GRESIK – Beberapa pemilik kapling tanah di Jl Dr Wahidin Shd Desa Kembangan kaget dan resah, pasalnya tanah kapling yang sudah ada sertifikat hak milik tiba tiba di ratakan dengan alat berat dan diuruk dengan galian C.
Menurut salah satu pemilik tanah kapling, Bpk Tekad menuturkan saat itu tgl 7 Oktober 2020 jelang Magrib , dia mendatangi rumah anaknya yang kebetulan terletak dekat dengan tanah kapling, dan ada 1 buldoser yang meratakan tanah.
Saat itu juga mendatangi sopir buldoser dan orang yang bergerombol dilokasi tersebut, dan dikatakan kalau tanah kapling miliknya.
“Ini kan tanah kapling milik saya, dan sertipikat hak milik juga ada,” jelas Tekat kepada sopir buldoser dan termasuk orang yang bergerombol tersebut.
Seketika sopir buldoser menelpon orang yang menyuruh, dan ketika orang menyuruh ratakan dengan alat berat itu bertanya kepada Tekat terkait surat kepemilikan tanah.
” Saya langsung pulang. dan tak bawakan copy sertipikat hak milik tanah kaplingan ini, seketika utusan kantor PT Kohir yang ditengarai bernama pak Abdullah , berjanji akan segera mengabari, namun hingga hari ini belum ada telpon atau datang ke rumah,” papar Tekad.
Beberapa pemilik kapling yang berkisar 30 bidang, segera dikontak untuk memberi kabar terkait ada orang atau lembaga yang menyerobot tanah kapling milik mereka.
H Iskandar yang mempunyai tanah seluas 115 meter persegi, juga segera merapatkan barisan bersama beberapa nsma pemilik tanah kapling, antara lain : Fajar 70 m dan 72 m, Mustalik 72 m, H Udin 1.425 m, Nurma 126 m.
” Meski kami sendiri sendiri, namun sudah sepakat dalam satu kata, dan begitu Senin sore kami berkordinadi dengan pihak Polres Gresik, malam itu juga alat berat sudah dipindahkan dari lokasi tersebut, dan orang yang menguruk lahan adalah anak dari pejabat penting,” jelasnya.

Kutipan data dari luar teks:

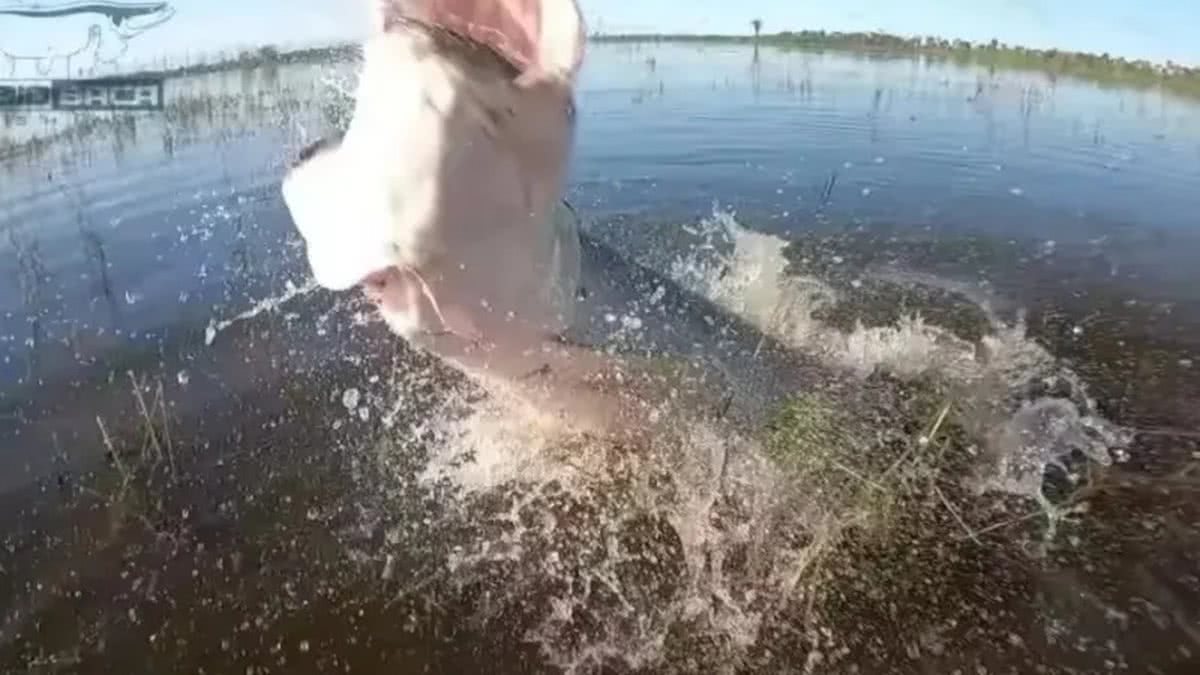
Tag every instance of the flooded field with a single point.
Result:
(987, 458)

Selasa ( 13/10)
Yang pasti, pihak pemilik kapling tanah tidak menghendaki ada cekcok, dan hak kepemilikan serta penguasaan tanah tetap pada dirinya. Sejak Selasa pagi, terlihat 4 pemilik kapling yang mempekerjakan beberapa tenaga untuk membuat pondasi dari batu di tanah kapling miliknya yang sudah diratakan dan diuruk. Hingga berita ini diturunkan pihak PT.Kohir belum dapat dikonfirmasi.